Americans are better off now that it’s ending
Obamacare forced Americans to buy government-approved health insurance—a federal command known as the individual mandate—and enforced it by taxing people who are uninsured. Since the Tax Cuts and Jobs Act ended the tax (beginning in 2019), reality has defied every doomsday prediction.
- The ill-conceived mandate failed. The theory behind the individual mandate was that by requiring almost everyone to have insurance coverage, costs would be mitigated by younger, healthier enrollees subsidizing others with expensive insurance claims. In reality, enrollment in Affordable Care Act (ACA) plans by “young invincibles” never kept pace with the level needed to keep premiums stable. Consequently, premiums skyrocketed and insurers left the ACA insurance exchanges in droves. Even Obamacare architect Jonathan Gruber admitted the individual mandate was ineffective, noting that “the mandate penalty had a negligible impact on coverage.”
- Low-income Americans are being rescued from a regressive, unfair tax. Though the individual mandate failed to keep insurance costs low, the tax succeeded in creating hardships for lower-income Americans. According to the Internal Revenue Service, nearly eight in ten taxpayers hit by the tax in 2017 had incomes less than $50,000, and almost half had incomes less than $30,000.
- A mea culpa from CBO? Critics of repealing the individual mandate tax pointed to projections by the Congressional Budget Office (CBO) that ending the mandate would result in higher premiums and millions of Americans forgoing insurance. However, from November 2017 to May 2018, CBO cut its estimate of the number of people who—without the penalty—would choose to be uninsured, while admitting that many of its past predictions of insurance coverage did not come to fruition. Underscoring the uncertainty of its projections, CBO announced recently that it is revamping the economic model the agency uses to project insurance coverage and costs.

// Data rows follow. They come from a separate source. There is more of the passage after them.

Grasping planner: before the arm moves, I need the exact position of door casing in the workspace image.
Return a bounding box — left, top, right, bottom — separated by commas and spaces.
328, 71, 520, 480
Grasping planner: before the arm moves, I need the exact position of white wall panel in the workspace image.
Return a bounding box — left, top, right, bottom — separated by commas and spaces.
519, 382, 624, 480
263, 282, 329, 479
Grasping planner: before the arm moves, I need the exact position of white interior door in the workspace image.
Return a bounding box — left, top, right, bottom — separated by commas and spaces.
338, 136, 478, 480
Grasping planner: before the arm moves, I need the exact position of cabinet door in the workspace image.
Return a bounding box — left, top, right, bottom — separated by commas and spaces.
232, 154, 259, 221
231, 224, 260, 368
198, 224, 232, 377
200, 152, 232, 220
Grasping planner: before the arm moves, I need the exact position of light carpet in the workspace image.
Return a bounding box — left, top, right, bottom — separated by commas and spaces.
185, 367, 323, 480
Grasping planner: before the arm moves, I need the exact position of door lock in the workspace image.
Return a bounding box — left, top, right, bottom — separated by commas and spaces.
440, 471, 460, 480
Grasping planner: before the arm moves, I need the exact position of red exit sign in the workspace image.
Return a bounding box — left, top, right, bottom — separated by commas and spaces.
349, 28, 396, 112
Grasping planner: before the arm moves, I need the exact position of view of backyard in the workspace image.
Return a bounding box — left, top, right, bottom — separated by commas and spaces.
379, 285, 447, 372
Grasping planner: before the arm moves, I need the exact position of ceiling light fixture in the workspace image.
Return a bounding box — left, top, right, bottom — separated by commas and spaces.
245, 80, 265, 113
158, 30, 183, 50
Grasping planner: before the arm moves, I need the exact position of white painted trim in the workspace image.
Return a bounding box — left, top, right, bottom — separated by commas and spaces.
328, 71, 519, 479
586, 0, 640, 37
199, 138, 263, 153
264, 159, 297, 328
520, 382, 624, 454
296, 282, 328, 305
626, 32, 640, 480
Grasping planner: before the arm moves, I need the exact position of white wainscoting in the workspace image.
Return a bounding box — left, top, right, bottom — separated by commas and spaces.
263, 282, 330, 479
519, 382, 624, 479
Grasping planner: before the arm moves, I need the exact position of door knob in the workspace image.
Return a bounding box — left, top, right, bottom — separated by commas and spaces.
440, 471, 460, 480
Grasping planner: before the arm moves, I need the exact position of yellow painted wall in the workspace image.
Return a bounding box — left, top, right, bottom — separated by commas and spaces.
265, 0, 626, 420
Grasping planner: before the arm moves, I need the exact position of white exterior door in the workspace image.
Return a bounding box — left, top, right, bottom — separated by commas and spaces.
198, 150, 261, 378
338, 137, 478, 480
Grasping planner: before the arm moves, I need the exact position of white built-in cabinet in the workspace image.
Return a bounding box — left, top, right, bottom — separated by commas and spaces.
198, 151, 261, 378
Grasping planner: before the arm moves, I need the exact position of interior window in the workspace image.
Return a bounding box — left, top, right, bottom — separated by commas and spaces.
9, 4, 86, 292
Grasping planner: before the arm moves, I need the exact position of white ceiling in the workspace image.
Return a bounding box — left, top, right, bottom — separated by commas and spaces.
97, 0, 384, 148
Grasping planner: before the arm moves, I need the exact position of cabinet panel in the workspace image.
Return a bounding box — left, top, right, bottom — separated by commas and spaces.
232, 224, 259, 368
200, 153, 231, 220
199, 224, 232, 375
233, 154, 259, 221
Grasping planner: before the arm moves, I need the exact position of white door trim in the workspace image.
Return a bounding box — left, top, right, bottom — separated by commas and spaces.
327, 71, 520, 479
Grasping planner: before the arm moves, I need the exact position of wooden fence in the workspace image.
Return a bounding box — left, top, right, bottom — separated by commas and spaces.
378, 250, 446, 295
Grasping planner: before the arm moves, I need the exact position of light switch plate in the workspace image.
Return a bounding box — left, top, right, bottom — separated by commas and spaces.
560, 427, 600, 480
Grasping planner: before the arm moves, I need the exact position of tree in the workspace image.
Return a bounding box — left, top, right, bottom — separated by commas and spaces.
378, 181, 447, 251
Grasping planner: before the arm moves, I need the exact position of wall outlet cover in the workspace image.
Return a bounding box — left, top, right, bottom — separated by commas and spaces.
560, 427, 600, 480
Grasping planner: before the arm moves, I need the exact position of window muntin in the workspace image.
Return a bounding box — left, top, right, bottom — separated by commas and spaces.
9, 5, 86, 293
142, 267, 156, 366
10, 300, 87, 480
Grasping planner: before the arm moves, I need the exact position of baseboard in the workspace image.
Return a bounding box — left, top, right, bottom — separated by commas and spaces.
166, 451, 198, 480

- The ranks of the uninsured shrank this year. According to initial data from the Centers for Disease Control, the number of uninsured Americans shrank in 2018 by 1 million to the lowest level in over 20 years, even with repeal of the individual mandate tax on the horizon.
- Defying predictions, ACA premiums will be lower for the first time in 2019. In its May 2018 report, CBO projected that 3 million fewer people would have insurance in 2019, mainly because CBO’s now outdated insurance model predicted that ending the tax penalty would result in higher premiums. Specifically, CBO projected a premium increase of 15% in 2019 for ACA benchmark plans, the type of insurance plan used to determine federal premium subsidies. But in reality, premiums for benchmark plans are slated to decline for the first time ever in 2019, by an average of 1.5 percent.
- Americans will also have more insurance choices in 2019. In recent years insurers have been fleeing the ACA exchanges, leaving consumers with fewer choices. In 2018, over half of U.S. counties had only one participating insurer in the ACA exchanges. But in another welcome reversal, the number of single-insurer counties will decline in 2019, the same year the individual mandate tax will end. Insurers are returning to markets they previously abandoned, while others are expanding their service areas.
- People with pre-existing medical conditions continue to be protected. Strong bipartisan support in Congress for maintaining protections for pre-existing conditions ensures that safeguards will continue.
- Americans have greater health care freedom. With the end of the individual mandate tax penalty, Americans will have greater freedom to choose their own insurance arrangement, not because the federal government commands them to do so but because they determine the course that is best for themselves and their family.